Table 5 summarizes how the electrical parameters of the device were optimized by us compared to other similar photodetectors reported in the literature. Relative to previous reports our device shows substantial responsivity and detectivity under the application of very low bias voltage which is very encouraging. All of the previous works are based on advanced material growth techniques involving expensive processing equipment and rigorous growth conditions [33,34,35,36,37,38,39].

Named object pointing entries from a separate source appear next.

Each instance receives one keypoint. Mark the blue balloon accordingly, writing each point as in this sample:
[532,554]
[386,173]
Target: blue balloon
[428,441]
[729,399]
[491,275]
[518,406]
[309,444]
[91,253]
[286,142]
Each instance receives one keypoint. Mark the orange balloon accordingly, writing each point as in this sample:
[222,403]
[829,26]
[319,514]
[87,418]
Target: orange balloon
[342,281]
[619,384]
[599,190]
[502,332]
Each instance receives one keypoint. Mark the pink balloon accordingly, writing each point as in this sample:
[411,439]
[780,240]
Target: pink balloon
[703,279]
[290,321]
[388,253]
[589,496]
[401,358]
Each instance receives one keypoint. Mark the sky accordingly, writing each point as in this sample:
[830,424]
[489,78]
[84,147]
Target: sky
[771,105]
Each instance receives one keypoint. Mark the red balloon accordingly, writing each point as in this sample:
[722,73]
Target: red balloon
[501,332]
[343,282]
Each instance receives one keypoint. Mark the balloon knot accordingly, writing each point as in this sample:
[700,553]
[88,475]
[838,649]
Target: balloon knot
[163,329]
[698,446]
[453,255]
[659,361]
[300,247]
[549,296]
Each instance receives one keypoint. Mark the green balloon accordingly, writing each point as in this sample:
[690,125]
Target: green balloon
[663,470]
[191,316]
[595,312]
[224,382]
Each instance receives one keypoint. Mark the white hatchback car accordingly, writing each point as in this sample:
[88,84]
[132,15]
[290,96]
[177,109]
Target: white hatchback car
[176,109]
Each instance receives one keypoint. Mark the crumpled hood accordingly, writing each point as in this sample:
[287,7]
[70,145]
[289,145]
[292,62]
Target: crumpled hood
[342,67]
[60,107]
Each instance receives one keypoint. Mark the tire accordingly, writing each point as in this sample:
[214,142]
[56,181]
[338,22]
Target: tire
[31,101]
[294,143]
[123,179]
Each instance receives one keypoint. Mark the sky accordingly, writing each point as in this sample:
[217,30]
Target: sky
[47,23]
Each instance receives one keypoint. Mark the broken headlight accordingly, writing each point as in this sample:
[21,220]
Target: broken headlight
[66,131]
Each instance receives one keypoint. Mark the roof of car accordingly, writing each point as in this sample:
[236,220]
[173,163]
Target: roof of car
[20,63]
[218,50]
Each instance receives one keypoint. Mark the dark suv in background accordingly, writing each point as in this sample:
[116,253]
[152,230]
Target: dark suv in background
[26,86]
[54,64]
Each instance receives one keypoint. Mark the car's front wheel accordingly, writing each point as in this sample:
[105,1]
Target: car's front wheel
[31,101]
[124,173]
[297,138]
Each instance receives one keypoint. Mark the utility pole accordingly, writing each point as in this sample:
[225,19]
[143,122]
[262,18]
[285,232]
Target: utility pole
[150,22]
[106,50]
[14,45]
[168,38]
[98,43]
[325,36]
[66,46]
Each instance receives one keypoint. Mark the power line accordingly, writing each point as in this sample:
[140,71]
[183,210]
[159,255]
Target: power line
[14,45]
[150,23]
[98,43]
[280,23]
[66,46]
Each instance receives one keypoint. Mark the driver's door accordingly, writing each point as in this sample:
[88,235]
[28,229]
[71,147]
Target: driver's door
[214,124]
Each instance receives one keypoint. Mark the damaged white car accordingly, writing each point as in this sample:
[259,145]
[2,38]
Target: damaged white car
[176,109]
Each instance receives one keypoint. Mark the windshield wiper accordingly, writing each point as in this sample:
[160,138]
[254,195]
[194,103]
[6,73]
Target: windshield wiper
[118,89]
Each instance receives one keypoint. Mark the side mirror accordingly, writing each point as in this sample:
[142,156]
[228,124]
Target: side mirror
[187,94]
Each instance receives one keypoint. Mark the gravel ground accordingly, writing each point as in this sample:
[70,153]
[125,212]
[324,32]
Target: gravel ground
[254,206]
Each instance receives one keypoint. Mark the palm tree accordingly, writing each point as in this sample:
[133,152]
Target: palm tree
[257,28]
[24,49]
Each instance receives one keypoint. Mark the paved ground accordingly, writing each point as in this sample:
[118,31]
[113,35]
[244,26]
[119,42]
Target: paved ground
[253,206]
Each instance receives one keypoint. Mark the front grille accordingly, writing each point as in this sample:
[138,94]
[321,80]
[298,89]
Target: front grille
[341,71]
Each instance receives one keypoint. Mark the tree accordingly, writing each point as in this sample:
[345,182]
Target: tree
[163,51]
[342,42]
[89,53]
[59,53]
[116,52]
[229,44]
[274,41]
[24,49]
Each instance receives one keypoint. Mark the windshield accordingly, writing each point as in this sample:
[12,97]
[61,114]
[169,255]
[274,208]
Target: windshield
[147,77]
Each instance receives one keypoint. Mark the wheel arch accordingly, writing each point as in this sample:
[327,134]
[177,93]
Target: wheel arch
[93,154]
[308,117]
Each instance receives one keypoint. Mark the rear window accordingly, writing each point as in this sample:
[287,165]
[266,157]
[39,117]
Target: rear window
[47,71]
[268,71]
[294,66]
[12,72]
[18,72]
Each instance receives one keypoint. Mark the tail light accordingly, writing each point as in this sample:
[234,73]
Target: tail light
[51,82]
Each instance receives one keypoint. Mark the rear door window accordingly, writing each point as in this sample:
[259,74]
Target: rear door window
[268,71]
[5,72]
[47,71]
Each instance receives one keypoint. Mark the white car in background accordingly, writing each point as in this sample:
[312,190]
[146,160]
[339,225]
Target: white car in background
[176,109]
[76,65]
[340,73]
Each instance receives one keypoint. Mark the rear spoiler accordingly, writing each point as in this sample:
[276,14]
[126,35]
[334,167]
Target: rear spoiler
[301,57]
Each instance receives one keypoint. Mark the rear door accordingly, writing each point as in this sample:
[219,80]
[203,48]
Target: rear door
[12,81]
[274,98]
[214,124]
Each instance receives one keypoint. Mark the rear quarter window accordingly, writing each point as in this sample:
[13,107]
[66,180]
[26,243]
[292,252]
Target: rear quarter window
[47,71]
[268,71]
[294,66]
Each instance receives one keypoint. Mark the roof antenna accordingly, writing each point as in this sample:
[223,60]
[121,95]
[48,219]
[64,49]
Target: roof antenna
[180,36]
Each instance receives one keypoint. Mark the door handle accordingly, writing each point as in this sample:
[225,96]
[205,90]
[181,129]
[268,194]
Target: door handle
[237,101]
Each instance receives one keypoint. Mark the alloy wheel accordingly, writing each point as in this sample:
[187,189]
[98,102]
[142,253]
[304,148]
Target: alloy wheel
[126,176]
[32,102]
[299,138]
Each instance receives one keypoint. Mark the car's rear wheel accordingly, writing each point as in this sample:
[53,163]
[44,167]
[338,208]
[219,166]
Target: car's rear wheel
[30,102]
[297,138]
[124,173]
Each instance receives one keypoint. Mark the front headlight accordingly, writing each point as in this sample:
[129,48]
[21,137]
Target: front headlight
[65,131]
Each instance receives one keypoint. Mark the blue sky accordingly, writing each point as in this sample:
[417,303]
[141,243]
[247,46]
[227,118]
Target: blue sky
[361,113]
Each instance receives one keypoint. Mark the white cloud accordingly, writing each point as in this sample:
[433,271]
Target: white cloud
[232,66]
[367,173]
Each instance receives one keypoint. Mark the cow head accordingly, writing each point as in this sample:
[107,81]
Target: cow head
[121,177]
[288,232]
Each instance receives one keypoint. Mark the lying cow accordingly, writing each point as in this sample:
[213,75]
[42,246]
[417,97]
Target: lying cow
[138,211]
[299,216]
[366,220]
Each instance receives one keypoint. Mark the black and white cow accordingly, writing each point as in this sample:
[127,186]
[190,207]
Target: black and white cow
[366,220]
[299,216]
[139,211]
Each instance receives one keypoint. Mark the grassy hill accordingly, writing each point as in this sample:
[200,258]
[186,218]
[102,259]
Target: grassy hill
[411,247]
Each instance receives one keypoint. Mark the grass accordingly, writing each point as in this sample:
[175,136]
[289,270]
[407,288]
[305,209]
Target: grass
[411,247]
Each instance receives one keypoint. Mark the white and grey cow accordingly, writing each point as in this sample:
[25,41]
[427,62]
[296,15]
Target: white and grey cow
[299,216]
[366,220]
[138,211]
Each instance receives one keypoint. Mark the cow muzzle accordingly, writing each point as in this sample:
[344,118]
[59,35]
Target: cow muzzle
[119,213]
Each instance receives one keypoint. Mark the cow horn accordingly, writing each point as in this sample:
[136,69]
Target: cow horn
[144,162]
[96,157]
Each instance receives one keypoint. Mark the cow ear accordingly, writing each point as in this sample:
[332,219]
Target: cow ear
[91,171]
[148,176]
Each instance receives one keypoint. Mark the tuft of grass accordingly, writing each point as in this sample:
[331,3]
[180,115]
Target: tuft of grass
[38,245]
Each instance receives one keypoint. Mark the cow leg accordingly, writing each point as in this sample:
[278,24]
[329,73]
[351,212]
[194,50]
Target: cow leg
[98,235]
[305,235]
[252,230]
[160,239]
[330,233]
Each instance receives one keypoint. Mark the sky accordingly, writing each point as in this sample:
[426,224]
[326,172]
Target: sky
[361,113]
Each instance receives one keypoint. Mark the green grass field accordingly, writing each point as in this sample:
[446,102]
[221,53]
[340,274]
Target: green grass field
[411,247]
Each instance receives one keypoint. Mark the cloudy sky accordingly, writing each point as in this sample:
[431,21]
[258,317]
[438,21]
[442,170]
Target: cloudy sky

Table 5 Summary of photo-response parameters of previously reported CuO-based visible photodetectors

Conclusions

Room temperature self-assembly of CuO thin films on copper foils using a facile solution-immersion method using KOH as the oxidizing agent is achieved in this work. Phase pure CuO thin films with monoclinic structure could be grown on copper foil. Raman and XPS analysis further confirmed the formation of CuO and complimented the XRD results in identifying that the CuO1 M thin films were the optimally crystallized sample. Our work shows that use of higher KOH concentration results in the formation of Cu₂O impurity phases. This may be due to the decrease in oxidation rate at higher KOH concentrations. Beyond 6 days of wet oxidation, the films tend to peel off from the foil and sediment in the bath which limits the thickness of the CuO films that can be grown by our present process. To study the photo response of the grown CuO thin films, photodetectors were fabricated with the structure Cu/CuO/Ag. The device structure exhibited photo-response to both UV and visible light radiation. Temporal dependence of the photo-response of each device structure to the same illumination pulse showed that the sensitivity mechanism was different for the CuO0.5 M and CuO0.1 M samples relative to their counterparts. The current–voltage characteristics revealed the effect of series resistance and ideality factor on the photo-detecting mechanism of the engineered devices. Series resistance plays an indispensable role in the photo-detecting ability of the manufactured devices. Devices with low series resistance and ideality factor have the best photo-detecting properties. The optimized photodetector device structure Cu/CuO/Ag grown at 1 M KOH concentration is found to have a low series resistance of ~ 1.3 Ω and a high ON–OFF ratio of 69.4. The photodetector structure developed by us exhibits a responsivity of ~ 1.65 µA/W and detectivity of 22 × 10⁵ Jones under a bias of 0.01 V. These characteristics for a wet chemically grown photodetector are competitive relative to other CuO-based photodetectors engineered using contemporary techniques.